In a message to clients and creditors of both Landbank and UCPB on Thursday, Borromeo assured a “smooth” merger process.
“Rest assured that your deposits will remain intact and secured, and that your bank transactions will be unhampered and uninterrupted,” Borromeo said.
“We shall also ensure that the rights of all depositors and clients are upheld and protected,” Borromeo added.
Borromeo said that the merger will result in a “stronger, more resilient and unified banking institution” which would also promote financial inclusion, especially among still unbanked and underserved Filipinos.

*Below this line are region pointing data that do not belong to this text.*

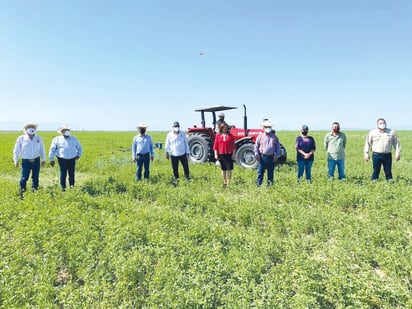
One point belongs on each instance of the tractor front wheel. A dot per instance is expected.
(245, 156)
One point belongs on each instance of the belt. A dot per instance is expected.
(32, 160)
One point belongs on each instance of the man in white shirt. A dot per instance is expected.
(30, 148)
(68, 150)
(381, 141)
(177, 149)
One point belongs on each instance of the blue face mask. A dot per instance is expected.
(31, 131)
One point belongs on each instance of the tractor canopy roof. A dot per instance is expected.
(214, 108)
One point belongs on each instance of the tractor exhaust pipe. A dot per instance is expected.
(245, 120)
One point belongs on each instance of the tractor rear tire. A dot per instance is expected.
(245, 156)
(200, 146)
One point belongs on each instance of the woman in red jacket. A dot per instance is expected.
(224, 148)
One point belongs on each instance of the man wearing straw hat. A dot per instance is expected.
(68, 150)
(142, 152)
(267, 152)
(30, 148)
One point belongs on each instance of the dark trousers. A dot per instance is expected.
(143, 161)
(28, 166)
(67, 166)
(266, 163)
(379, 160)
(175, 165)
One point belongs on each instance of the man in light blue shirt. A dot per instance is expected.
(177, 149)
(142, 152)
(30, 148)
(68, 150)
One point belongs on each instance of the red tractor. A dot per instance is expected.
(201, 140)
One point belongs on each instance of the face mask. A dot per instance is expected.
(31, 131)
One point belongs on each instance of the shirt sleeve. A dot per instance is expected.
(52, 149)
(396, 145)
(151, 149)
(42, 150)
(17, 150)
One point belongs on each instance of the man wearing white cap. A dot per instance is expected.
(31, 149)
(68, 150)
(267, 152)
(221, 120)
(142, 152)
(177, 150)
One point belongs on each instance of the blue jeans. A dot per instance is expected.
(143, 161)
(28, 166)
(67, 166)
(266, 163)
(175, 165)
(341, 168)
(382, 159)
(305, 166)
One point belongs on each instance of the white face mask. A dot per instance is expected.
(31, 131)
(382, 126)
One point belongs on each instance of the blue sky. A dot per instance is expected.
(109, 65)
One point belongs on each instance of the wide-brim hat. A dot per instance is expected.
(267, 124)
(141, 125)
(30, 125)
(63, 128)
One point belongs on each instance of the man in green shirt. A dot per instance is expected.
(335, 143)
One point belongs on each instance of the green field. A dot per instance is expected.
(112, 242)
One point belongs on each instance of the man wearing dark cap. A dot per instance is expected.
(177, 149)
(305, 150)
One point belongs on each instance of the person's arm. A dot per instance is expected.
(397, 147)
(367, 147)
(42, 152)
(17, 151)
(52, 151)
(134, 145)
(151, 149)
(79, 149)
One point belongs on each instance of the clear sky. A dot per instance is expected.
(109, 65)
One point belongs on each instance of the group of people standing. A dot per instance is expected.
(267, 150)
(30, 147)
(379, 141)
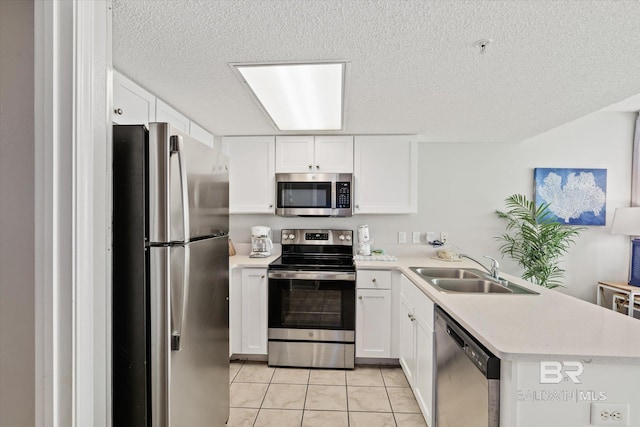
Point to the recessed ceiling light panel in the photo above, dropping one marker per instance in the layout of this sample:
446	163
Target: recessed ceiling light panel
298	97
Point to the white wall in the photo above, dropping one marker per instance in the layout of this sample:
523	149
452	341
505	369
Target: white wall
462	184
17	253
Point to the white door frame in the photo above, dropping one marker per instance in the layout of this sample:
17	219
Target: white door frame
72	82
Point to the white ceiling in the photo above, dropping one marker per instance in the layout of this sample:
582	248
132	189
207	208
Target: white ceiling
413	66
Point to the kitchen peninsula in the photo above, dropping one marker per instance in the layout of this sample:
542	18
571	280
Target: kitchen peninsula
523	331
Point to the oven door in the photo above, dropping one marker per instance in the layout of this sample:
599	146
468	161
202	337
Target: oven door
312	300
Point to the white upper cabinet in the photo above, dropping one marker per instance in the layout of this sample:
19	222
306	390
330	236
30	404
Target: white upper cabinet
386	174
132	105
320	154
201	134
166	113
251	173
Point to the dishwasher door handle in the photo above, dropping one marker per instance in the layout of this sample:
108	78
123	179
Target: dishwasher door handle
455	337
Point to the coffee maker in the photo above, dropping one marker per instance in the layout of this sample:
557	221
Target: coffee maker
261	243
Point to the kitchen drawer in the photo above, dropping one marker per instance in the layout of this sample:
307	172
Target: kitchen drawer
373	279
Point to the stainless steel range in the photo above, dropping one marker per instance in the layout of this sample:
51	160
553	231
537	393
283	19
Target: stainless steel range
312	292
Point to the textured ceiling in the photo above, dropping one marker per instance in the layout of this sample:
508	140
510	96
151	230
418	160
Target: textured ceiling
413	66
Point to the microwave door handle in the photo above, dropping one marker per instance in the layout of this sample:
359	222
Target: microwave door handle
177	146
177	319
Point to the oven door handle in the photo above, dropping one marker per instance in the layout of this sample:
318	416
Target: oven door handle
312	275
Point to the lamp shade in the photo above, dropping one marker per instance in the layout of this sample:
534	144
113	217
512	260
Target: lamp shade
626	221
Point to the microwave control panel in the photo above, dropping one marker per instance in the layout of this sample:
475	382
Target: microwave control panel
343	191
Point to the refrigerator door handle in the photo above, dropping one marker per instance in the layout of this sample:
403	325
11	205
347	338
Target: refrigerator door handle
179	306
177	146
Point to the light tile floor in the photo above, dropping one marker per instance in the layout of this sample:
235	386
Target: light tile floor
368	396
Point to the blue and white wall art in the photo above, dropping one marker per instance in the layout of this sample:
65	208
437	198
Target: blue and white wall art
576	196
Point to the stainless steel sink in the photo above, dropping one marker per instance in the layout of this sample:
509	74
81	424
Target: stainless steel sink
467	280
481	286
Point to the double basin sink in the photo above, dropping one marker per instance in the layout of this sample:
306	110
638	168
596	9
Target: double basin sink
467	280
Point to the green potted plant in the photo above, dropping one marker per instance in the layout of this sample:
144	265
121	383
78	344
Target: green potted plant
536	240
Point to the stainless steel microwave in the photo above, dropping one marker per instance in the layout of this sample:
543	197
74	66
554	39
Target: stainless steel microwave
314	194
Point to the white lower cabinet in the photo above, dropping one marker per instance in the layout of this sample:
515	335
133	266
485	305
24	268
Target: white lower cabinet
417	345
373	313
248	311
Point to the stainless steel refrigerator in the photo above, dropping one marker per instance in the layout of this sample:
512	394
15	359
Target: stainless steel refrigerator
170	279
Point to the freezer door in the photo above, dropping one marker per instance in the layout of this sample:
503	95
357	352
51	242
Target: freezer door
188	187
190	334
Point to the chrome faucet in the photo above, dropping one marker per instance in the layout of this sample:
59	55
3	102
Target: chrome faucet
494	270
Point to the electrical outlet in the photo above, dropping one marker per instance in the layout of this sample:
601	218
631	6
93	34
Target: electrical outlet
431	236
609	414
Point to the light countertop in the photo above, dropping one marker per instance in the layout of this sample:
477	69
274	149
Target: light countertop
519	327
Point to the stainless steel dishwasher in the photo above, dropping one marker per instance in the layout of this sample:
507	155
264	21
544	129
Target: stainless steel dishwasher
467	378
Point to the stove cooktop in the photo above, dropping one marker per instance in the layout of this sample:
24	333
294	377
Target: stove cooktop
315	249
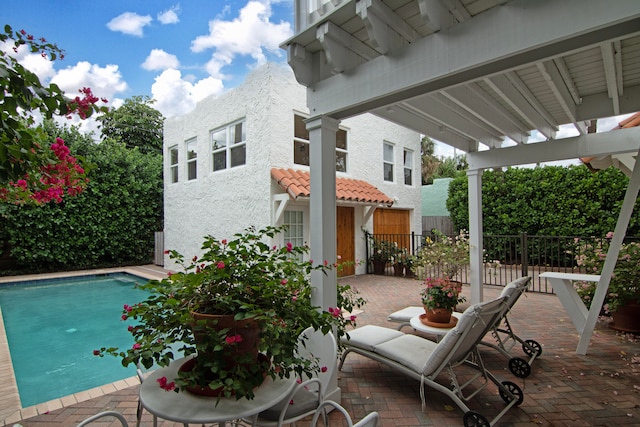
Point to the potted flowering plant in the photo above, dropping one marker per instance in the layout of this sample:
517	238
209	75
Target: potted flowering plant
443	256
440	297
623	295
263	289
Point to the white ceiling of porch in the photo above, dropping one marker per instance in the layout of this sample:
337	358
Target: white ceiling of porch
470	72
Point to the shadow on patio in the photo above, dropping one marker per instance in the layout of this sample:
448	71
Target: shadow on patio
564	389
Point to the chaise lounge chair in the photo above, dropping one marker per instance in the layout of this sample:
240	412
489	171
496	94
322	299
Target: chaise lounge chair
425	360
501	331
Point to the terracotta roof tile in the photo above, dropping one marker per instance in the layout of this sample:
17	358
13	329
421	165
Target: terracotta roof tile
296	184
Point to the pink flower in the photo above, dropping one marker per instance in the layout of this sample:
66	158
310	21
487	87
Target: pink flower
166	385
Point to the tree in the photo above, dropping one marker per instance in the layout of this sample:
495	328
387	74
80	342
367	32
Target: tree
33	168
136	124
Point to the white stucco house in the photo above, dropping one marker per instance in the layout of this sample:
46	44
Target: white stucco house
242	159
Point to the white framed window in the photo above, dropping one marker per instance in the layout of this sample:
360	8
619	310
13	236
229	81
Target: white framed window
301	145
294	234
229	146
173	164
387	161
408	167
192	159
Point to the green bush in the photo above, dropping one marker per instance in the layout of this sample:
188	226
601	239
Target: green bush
545	201
111	223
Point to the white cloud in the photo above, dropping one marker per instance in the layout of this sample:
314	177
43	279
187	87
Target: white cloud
251	33
176	95
158	59
170	16
129	23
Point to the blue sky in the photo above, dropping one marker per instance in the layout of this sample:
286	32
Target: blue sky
176	52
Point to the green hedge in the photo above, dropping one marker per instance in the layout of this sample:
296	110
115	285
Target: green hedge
546	201
111	223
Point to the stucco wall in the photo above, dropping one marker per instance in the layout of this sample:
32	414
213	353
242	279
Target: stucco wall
225	202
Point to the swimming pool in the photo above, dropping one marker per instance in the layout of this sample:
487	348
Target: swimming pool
54	325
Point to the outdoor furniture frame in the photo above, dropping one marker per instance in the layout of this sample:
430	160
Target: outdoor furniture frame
425	360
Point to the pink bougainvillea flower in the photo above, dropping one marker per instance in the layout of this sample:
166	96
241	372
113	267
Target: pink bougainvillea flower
165	385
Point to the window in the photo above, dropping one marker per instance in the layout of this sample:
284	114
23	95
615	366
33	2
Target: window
192	159
294	233
173	163
229	146
301	145
408	167
387	161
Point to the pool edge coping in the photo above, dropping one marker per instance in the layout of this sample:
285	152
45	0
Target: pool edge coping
10	415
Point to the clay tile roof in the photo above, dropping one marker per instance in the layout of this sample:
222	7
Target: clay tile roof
296	184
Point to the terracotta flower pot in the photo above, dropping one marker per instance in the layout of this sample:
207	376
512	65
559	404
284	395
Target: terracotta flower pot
438	315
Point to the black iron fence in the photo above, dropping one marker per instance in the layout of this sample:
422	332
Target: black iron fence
507	257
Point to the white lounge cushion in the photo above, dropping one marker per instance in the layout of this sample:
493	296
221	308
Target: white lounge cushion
409	350
369	337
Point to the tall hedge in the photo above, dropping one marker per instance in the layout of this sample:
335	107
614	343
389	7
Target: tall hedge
111	223
546	201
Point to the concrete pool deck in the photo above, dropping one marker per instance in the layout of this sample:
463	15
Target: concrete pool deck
11	410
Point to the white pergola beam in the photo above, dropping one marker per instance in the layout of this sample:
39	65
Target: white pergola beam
594	144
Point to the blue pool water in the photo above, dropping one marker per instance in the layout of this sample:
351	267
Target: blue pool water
53	326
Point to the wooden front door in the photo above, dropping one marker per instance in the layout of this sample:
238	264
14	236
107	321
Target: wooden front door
345	245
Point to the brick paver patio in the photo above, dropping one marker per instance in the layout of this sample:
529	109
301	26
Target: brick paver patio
564	389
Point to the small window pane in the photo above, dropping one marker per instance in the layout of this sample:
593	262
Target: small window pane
301	153
219	139
388	172
341	161
220	160
300	126
341	139
238	155
388	153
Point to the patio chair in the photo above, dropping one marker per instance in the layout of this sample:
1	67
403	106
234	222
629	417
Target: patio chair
504	336
425	360
370	420
308	394
114	414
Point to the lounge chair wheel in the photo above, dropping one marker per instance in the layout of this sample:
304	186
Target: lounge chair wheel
532	346
519	367
514	390
473	419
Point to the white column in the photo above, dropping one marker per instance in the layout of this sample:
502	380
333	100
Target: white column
474	178
322	167
620	231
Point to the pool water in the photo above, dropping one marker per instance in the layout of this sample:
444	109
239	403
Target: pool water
53	326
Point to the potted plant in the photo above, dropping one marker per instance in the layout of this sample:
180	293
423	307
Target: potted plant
443	256
623	296
440	297
266	292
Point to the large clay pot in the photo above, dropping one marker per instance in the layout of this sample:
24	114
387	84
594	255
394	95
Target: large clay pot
626	318
438	315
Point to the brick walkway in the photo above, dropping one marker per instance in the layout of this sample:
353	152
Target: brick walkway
564	389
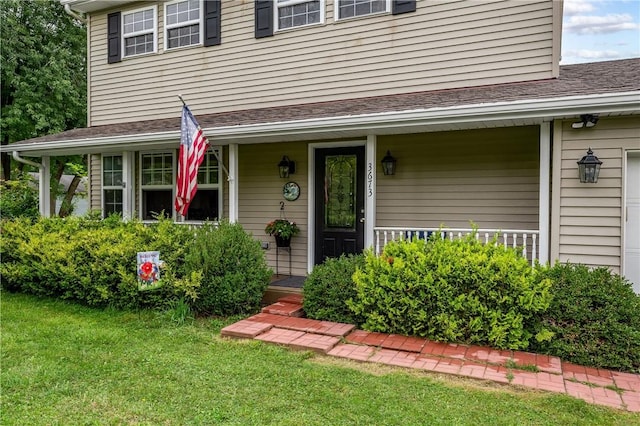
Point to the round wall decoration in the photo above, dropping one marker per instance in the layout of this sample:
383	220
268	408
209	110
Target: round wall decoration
291	191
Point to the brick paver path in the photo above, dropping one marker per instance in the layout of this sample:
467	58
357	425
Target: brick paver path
282	323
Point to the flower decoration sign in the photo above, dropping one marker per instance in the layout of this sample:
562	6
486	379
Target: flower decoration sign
148	269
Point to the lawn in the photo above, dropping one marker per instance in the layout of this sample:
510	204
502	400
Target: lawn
67	364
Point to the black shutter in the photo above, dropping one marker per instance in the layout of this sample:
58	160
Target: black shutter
403	6
212	22
264	18
113	37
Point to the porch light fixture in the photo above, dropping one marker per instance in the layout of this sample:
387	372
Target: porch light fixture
286	167
589	168
389	164
586	121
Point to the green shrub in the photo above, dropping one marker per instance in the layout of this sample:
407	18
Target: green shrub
329	286
19	198
90	261
595	316
457	291
234	270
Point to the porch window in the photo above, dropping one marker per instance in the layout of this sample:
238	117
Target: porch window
354	8
139	31
111	184
182	23
298	13
157	182
206	205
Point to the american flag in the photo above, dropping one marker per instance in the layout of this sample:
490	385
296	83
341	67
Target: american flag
193	145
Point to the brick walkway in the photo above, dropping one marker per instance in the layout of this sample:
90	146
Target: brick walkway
282	323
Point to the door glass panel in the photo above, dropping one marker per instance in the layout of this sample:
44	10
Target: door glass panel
340	192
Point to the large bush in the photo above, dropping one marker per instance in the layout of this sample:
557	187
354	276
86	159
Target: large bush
595	316
90	261
457	291
234	270
329	286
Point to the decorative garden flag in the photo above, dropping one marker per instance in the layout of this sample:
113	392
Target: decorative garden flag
148	269
193	146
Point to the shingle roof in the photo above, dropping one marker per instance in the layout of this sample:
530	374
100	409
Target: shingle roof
574	80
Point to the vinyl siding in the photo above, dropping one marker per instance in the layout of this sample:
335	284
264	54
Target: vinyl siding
260	194
587	222
444	44
489	177
95	182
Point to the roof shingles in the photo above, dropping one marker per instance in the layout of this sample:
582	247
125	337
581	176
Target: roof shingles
579	79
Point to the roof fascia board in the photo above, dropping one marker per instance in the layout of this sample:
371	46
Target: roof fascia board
539	110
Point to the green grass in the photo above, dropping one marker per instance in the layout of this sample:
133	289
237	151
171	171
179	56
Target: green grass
68	364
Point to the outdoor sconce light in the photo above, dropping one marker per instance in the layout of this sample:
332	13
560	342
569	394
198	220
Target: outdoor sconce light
389	164
589	168
586	121
286	167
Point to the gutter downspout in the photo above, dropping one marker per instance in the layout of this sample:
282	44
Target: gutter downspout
73	14
44	180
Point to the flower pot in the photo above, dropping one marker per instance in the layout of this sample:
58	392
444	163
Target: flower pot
282	242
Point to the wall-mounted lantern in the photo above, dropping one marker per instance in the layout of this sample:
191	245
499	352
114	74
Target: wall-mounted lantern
286	167
388	164
589	168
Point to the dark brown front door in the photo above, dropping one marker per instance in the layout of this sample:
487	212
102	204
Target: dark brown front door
339	202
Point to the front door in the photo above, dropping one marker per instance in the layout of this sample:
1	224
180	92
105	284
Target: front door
339	187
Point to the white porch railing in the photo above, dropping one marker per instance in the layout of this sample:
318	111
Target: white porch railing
526	240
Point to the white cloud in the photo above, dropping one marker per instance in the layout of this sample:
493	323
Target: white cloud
592	54
575	7
608	24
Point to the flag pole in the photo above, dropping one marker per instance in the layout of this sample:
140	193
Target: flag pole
215	153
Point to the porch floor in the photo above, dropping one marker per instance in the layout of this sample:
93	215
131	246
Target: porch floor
293	281
283	323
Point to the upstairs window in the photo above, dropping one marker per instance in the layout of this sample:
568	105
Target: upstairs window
298	13
353	8
182	23
139	32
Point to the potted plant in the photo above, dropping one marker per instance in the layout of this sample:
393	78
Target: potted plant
282	230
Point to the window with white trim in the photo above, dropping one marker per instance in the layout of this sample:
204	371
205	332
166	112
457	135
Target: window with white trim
139	32
157	182
353	8
111	184
182	20
207	204
298	13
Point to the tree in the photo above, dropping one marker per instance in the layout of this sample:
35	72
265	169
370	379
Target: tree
43	75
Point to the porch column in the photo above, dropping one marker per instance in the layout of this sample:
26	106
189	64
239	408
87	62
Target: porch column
233	182
45	187
370	191
128	185
544	194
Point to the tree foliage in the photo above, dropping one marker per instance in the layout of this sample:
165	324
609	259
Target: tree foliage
43	75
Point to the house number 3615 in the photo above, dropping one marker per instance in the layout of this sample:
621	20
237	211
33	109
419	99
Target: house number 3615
369	180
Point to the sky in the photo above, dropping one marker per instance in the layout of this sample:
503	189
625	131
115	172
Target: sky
600	30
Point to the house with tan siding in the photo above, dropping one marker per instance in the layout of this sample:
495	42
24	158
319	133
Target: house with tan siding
468	98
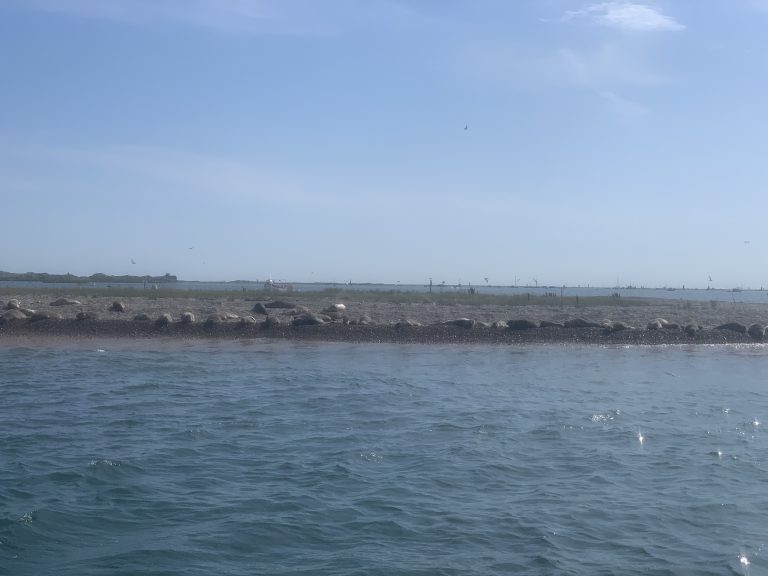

Put together, the merged Landbank-UCPB will make it the Philippines’ second biggest bank with about P2.7 trillion in combined assets, next only to BDO Unibank.
Borromeo said Landbank was “more than capable of absorbing the financial impact of its merger with UCPB.”
“The impact on its profitability, liquidity and solvency ratios will be manageable, and its performance ratios will remain comfortably above the standards set by the Bangko Sentral ng Pilipinas (BSP),” Borromeo said.
According to industry sources, the government had moved to merge the two banks as UCPB’s capital adequacy ratio (CAR) had been set to fall below the BSP’s mandatory level.
Had it not been for the state-run Philippine Deposit Insurance Corp.’s (PDIC) capital notes, which saved UCPB in the past, the bank would have been non-compliant with the CAR requirement, sources said.
In July of last year, PDIC president and chief executive Roberto Tan said “the government has been supporting UCPB since the PDIC granted financial assistance in 2003 as part of the bank’s recapitalization program,” including the restructuring of a portion of the PDIC’s assistance into P12-billion convertible capital notes in 2019.
“The government, through the Bureau of the Treasury, also maintains substantial deposits” in UCPB, Tan added.
It was also in July of last year when the government abandoned its previous plan to privatize UCPB and instead raised its stake in the bank to 97 percent from 75 percent previously.
Tan said the government’s majority stake in UCPB was a reaffirmation of its commitment to support the bank.
Borromeo said the forthcoming merger will also benefit the two banks’ clients like farmers and the agriculture sector, as they would be able to access a bigger network of ATMs and branches offering more products as well as services.